The company said volume growth remains constrained by industry-wide supply chain issues and labour shortages that took effect from May, although these issues are progressively improving.
Underlying demand in most of its major markets started the year strongly, it said, supported by a continuation of the Covid-related trends that have led to increased repair, maintenance and improvement (RMI) activity. Government fiscal stimulus programmes, mainly in Italy, have also boosted residential and commercial activity.
However, the company noted that since May, when the cost-of-living crisis and rising interest rates really began to have an impact on consumers, demand levels began to moderate in certain markets. "The group has remained agile in implementing pricing actions, but the inevitable, albeit reducing, lag in offsetting input cost inflation contributed to a slight decline in LFL adjusted operating profit of 1%," it said.

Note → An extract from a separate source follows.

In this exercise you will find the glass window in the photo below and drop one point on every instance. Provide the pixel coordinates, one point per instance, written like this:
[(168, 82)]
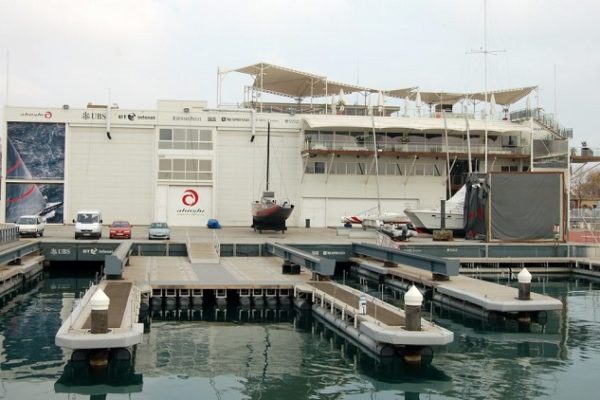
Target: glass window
[(165, 134), (204, 165), (178, 165), (179, 135), (319, 167), (206, 136), (192, 135), (191, 165), (164, 165)]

Chief executive Jo Hallas said: "Tyman traded robustly in the first half of the year against an exceptionally strong comparative period, with pricing actions taken to mitigate further cost inflation.
"We will continue to focus on taking market share and enhancing our operational platform to improve productivity and working capital management. Notwithstanding a more challenging market in the second half, our flexible cost base will allow us to adapt to potential changes in demand, and full year adjusted operating profit is expected to be in line with market expectations excluding the benefit of foreign exchange."
Market expectations are for £91.8m to £96.0m.